Success tip - The mashed banana is all that sweetens these cookies so make sure it's a really ripe and spotty one.
How To Make Banana Peanut Butter Oatmeal Cookies
Making these peanut butter banana cookies is so easy! Here's how it's done:
- Mash the bananas in a mixing bowl.
- Add the nut butter and dry ingredients then stir well.
- Use a cookie scoop or ice cream scoop to portion out on a prepared baking sheet.
- Flatten with damp fingers, press in a few extra chocolate chips for decoration, then bake in your oven. You can even make air fryer oatmeal cookies. Instructions are included in the recipe.
Make your cookies any size you like, just be sure to adjust the baking time accordingly. They should be baked until golden on the bottom and lightly browned and set on the top and sides.
Storing Cookies
Uncooked cookie dough can be left covered in the bowl for a couple of days in the fridge if you don't want to cook all of the cookies right away.

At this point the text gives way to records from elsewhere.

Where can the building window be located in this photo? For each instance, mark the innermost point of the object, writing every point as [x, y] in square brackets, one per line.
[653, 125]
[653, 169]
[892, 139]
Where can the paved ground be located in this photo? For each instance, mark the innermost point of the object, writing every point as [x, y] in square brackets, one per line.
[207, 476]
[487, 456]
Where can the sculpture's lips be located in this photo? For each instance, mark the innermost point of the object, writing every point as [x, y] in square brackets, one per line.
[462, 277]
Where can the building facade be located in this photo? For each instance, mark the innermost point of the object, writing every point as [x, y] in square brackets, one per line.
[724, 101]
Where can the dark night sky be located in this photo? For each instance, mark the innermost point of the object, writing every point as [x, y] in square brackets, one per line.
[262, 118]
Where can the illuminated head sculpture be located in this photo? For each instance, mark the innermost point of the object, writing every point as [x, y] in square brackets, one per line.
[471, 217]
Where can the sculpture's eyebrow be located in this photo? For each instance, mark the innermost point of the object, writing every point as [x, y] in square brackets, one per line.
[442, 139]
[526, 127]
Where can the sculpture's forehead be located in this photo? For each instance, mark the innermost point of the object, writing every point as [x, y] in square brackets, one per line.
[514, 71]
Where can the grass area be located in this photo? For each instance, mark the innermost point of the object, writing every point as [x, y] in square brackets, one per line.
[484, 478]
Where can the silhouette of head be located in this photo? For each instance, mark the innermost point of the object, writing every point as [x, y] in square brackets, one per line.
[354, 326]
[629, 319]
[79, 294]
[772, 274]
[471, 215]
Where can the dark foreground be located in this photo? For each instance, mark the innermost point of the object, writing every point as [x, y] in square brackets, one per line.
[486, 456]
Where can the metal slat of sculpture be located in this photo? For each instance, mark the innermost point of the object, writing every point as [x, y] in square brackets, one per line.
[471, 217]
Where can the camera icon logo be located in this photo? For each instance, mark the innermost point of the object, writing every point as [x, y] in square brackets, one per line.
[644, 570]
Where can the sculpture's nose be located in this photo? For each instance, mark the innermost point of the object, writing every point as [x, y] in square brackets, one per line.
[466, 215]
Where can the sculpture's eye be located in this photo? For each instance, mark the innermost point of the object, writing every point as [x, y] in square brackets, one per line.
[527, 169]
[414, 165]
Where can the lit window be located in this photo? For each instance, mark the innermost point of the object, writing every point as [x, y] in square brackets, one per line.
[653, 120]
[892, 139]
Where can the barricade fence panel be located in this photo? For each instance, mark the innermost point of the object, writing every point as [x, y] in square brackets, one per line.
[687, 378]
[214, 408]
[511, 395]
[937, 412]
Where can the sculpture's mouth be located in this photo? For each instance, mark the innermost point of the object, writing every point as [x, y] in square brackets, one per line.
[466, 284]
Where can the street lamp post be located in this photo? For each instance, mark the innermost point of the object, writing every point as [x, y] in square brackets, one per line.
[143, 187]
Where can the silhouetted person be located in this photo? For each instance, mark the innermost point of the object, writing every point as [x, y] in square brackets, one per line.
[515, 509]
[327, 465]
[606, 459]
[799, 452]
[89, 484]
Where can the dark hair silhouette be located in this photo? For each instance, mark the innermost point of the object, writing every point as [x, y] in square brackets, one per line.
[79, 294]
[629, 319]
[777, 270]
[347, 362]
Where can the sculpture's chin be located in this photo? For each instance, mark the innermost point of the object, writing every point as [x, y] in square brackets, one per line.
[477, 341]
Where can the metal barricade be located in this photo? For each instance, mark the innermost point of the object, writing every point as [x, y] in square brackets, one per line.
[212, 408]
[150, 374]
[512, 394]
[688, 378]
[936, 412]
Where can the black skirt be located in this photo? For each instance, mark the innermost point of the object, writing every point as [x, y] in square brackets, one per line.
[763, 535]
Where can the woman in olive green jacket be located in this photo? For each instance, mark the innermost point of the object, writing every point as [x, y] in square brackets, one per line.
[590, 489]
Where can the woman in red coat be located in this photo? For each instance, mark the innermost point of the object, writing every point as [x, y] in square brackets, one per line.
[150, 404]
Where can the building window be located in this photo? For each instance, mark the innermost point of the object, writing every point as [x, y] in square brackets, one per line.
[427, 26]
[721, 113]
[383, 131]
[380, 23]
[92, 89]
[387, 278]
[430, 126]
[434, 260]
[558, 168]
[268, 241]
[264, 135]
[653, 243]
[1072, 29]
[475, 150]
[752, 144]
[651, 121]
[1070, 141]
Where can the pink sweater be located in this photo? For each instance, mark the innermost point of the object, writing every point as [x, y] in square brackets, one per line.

Store cooked and cooled Peanut Butter Banana Oatmeal Cookies in an airtight container in the fridge for up to 2 weeks. They can also be frozen for up to 3 months. Be sure to separate them with parchment paper before freezing so they don't stick together. They don't take long at all to thaw.
Recipe
Peanut Butter Banana Oatmeal Cookies
Author:Ingredients
- 2 medium very ripe bananas , (about 276 grams / 10 oz once peeled)
- 6 tablespoons peanut butter , or any other nut/seed butter
- 1½ cup (150 grams) rolled/old fashioned oats
- ⅛ teaspoon fine sea salt
- heaping ¼ cup (50 grams) chocolate chips , plus a few more to decorate the top
RECOMMENDED EQUIPMENT
INSTRUCTIONS
To oven bake
- Preheat oven to 350F (175°C). Line a large baking tray with parchment paper.
- In a large bowl, mash the bananas with a fork until a wet, smooth puree.
- Add the peanut butter and mix together, working out any peanut butter lumps.
- Add the oats, salt and chocolate chips and stir well to combine.
- Use a cookie/ice cream scoop to drop portions of the cookie dough out on to the lined baking tray. My scoop holds 3 tablespoons. If yours is slightly different adjust the cooking time a little to compensate.
- Lightly wet your fingers and press each cookie mound down into an approximately half inch thick round and smooth around the edges to neaten them up.
- Press a few chocolate chips into the top and bake for 11 to 12 minutes, or until golden on the bottom and lightly browned and set on the top and sides. These aren't a crispy cookie, so will have some give if you press into the tops.
- Transfer to a wire rack to cool.
To air fry
- Make the cookie dough as above.
- Line air fryer basket with a piece of parchment paper, making sure to leave some space for air flow around the edges. Alternatively, if just cooking one or 2 at a time you can cut small cookie sized squares of paper. Leftover uncooked cookie dough will keep in the fridge for a few days.
- Scoop the cookie dough out onto the parchment paper, then with wet fingers, press each cookie mound down into an approximately half inch thick round and smooth around the edges to neaten them up.
- Air fry, on the bake setting if you have one, at 325 for about 8 minutes or until golden on the bottom and lightly browned and set on the top and sides. All air fryers vary so keep a close eye on them in the last few minutes.
Paula says
I just made a batch of these cookies. They are excellent. I let them cook a little longer because I like the burnt flavor. This is one of the easiest recipes I have made over the past year and it will be my go to from now on.